How would I have claimed that I was innocent? It would certainly have entailed significant lawyer fees, even to be let off. Shouldn’t people be entitled to make a mistake in their own homes?

8 comments:

Fred Mangels said...

"I think that they took it while they were busy picking on people that we don’t like anyway, and we didn’t feel sorry for."

That should probably read, "while WE were busy picking on people we don't like anyway...".

Kym said...

Ernie,
I wonder as a society if we will ever get to the part where we don't tell people how to live their private lives.

And I know the line where private crosses to public is really fuzzy. For instance, do you have the right to build a plastic Disney house right next to a sacred natural site?

I would like to think we'll eventually get to the point we will try and talk reasonably to our neighbors and resolve disputes without having to have law enforcement at all.

Yes, "people tell me I'm a dreamer but I'm not the only one." 8)

Ernie Branscomb said...

As a society, we will never totally agree, but that’s what make us a society and not an autocracy. I hope that through education that we can make people see that when we don’t protect the rights of the least of us, that we sacrifice the rights of all of us. At some point We are all vulnerable to the larger power of government, and hopefully we will be wise enough to say that they can’t pass a law against being Kym, or Fred, or Ernie, without someone saying “That is not fair”, instead of “What do I care, I’m not them”.

Many, many of laws that we have today, would not be there if we had voted on them. We live in a representative government, and our leaders choose what is “best for us”. The looming problem is that “money and media” elect our leaders, because we swallow the rhetoric that we see on TV. And as “us” becomes poorer, because our jobs were all sent offshore, “them” becomes wealthier. We need to pay attention!

spyrock said...

To digress a bit. I told y'all I had an album from my grandma Grace when she went to the old spyrock school. So, dated April 24, 1905 with love on one corner, friendship on another, and forget me not on another,
"MAY FUTURE WITH HER KINDEST SMILES
WREATH LAURELS FOR THY BROW.
MAY LOVING ANGELS GUARD AND KEEP THEE,
EVER PURE AS THOU ART NOW."
from your loving friend,
Etta Branscomb
any relation?

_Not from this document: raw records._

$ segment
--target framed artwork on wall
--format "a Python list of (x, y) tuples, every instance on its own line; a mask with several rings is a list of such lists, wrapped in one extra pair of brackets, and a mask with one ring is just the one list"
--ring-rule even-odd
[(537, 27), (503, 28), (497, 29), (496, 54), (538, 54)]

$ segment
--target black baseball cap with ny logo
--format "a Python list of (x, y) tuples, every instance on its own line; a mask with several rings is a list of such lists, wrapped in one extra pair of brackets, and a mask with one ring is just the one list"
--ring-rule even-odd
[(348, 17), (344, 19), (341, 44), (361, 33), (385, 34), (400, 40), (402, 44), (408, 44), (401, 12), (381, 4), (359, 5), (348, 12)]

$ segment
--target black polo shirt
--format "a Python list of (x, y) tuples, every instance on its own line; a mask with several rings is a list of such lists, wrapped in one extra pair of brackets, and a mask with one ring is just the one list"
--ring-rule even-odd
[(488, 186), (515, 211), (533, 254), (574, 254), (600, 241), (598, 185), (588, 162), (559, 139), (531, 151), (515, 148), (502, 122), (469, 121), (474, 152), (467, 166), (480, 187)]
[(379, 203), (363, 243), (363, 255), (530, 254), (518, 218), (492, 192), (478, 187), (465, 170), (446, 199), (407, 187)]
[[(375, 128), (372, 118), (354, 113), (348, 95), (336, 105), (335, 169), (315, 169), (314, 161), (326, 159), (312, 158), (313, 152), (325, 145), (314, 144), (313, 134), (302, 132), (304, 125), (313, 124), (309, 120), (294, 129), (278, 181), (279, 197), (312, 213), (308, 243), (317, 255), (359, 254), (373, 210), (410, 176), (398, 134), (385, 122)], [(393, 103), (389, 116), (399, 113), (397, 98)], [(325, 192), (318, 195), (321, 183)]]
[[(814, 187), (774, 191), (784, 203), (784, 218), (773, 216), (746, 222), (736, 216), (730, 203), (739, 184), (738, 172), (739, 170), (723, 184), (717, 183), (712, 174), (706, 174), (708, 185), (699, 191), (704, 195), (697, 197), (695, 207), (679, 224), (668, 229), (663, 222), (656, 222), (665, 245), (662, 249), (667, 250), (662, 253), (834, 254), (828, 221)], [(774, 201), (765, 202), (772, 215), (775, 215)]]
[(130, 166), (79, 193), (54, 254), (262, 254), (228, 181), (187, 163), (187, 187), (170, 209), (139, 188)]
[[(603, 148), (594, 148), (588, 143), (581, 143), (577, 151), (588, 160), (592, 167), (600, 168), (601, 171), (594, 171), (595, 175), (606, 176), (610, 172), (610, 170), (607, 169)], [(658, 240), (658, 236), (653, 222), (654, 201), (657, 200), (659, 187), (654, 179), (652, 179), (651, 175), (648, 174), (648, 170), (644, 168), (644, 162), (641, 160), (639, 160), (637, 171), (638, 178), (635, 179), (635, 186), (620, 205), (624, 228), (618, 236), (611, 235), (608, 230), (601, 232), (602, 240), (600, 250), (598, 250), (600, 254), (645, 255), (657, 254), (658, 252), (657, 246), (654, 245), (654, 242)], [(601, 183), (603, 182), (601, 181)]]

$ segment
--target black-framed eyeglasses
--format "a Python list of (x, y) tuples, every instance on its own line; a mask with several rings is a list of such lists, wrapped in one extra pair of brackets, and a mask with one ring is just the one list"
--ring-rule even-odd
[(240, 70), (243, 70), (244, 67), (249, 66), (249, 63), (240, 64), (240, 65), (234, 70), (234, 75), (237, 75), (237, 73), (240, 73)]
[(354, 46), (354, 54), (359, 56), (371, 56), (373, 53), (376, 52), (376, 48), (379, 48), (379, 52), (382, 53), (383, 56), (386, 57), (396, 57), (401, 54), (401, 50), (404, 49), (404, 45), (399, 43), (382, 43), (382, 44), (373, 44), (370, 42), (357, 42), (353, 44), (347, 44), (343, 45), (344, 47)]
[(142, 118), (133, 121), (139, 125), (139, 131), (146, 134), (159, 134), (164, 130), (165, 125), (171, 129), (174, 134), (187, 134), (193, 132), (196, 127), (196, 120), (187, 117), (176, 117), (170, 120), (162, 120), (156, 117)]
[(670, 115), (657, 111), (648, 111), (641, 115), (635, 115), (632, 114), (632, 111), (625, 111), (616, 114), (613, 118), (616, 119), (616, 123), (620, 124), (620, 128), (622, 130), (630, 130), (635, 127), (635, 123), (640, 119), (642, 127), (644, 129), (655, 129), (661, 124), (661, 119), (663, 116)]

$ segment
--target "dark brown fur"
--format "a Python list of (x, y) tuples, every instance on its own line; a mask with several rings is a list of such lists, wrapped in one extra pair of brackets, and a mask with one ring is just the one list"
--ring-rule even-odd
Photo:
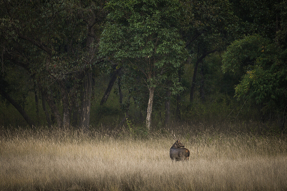
[(187, 149), (184, 148), (184, 145), (177, 139), (169, 150), (169, 156), (172, 160), (176, 161), (188, 160), (190, 152)]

Etta, Ernie?

spyrock said...

Other people who wrote notes in order are Eugene Vasquez, Gussie Redwine, Ethel Cook, Summer Dunham, Cora Dunham, James Dunham, Oscar Dunham, Ethel Bright, cousin Hazel Simmerly, teacher Lilian B. Streeter, Will Gilfillan, Leo Meyer from Cummings, cousin Merle Duncan, Elmer Powell and Susie Le Ferre. Anyone out there related to these people and I'll tell you what they wrote.

spyrock said...

This is from the Solitair Ranch, Redwine on 2,24,1910. They got married soon after.
To Leone (Grace)
The far horizon hazed with Lilac seems a haunting harmony where one bright vessel like a craft of dreams floats on an opal sea.
Ah sweet within mine eyes loves rapture gleams, if thou will come with me. We too will launch our golden book of dreams upon life's opal sea. Lewis Nye. Pappy

Ernie Branscomb said...

Welcome back Spyrock. Yes I am related to Etta. She was the... Oh hell... the Branscomb side of the family started in Branscomb (Town) with Benjamin, one of his sons was Ed, who was the father of Roy (my dad, Everett's, father) and laurence, the father of Ettta. That's as simple as I can make it.

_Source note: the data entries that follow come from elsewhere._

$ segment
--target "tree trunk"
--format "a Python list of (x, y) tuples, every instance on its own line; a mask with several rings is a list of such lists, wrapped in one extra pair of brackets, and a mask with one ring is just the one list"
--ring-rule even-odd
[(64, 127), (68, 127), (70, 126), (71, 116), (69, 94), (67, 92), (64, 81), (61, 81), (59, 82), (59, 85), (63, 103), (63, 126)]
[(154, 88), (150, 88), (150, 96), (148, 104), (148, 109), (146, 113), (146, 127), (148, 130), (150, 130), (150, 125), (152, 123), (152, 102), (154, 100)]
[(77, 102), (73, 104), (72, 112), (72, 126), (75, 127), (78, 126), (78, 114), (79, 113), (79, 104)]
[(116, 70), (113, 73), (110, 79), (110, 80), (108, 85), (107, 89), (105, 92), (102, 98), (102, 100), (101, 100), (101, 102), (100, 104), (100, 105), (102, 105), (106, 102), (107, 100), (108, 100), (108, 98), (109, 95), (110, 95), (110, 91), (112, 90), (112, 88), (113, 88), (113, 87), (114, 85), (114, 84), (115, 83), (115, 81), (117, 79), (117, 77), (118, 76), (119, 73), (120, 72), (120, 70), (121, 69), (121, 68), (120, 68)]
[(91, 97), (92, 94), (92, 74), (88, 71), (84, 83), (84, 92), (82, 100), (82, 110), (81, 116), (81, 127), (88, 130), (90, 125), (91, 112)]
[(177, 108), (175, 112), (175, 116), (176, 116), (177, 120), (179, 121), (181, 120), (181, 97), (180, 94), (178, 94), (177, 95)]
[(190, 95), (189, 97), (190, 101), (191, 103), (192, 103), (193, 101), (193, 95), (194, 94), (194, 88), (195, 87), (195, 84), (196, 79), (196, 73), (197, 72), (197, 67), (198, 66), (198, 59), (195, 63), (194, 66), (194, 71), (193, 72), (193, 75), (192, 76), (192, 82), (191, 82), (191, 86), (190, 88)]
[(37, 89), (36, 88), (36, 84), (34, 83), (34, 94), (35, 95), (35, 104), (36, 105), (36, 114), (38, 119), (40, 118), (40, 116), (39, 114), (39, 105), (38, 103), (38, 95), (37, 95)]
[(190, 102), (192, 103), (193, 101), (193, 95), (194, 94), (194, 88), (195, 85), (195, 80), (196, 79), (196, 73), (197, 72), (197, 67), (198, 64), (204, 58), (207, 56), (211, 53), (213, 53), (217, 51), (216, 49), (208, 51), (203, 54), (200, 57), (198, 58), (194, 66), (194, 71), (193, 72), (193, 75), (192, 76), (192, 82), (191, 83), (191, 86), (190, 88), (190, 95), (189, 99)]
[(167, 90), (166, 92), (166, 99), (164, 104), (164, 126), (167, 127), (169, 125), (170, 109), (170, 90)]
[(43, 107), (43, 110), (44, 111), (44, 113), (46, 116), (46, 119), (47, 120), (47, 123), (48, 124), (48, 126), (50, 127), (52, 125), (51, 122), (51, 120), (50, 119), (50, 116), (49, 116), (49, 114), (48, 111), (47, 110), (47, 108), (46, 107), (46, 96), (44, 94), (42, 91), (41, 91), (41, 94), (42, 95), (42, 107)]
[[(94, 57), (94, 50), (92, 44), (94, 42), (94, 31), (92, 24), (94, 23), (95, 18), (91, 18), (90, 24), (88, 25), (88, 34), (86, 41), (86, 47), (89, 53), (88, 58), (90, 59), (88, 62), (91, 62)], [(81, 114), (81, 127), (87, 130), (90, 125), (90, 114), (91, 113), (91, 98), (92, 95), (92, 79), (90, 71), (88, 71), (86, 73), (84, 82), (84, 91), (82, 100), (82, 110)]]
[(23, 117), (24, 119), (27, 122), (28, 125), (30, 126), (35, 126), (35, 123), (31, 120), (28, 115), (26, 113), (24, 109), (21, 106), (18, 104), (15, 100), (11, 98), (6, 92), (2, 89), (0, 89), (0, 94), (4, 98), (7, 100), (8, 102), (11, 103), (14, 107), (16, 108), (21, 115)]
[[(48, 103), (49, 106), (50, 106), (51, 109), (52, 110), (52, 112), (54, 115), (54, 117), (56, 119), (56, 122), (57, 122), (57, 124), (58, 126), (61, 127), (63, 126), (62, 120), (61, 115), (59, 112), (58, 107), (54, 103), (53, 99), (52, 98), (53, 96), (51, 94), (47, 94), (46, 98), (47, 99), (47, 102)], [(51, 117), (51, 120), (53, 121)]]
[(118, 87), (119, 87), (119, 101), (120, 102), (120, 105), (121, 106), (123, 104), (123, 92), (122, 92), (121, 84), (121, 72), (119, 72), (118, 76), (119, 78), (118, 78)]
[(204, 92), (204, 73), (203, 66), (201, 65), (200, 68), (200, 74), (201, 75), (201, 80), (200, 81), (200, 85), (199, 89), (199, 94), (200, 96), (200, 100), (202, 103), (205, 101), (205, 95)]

The Redwines and the Nyes are also related, but it is even more complicated. We would need a road map to even get started. They say that at one time back in the fifties, that if a Branscomb had married a Bowman the whole valley would have been related.

Robin Shelley said...

A Branscomb married a Pinches (Aaron & Jessica) 10 or so years ago & that joined the two oldest families in Long Valley. Of course, there are too many other families there now for this union to create a, ah, "Deliverance"-type situation as it might have a hundred plus years ago but it's pretty darned neat just the same!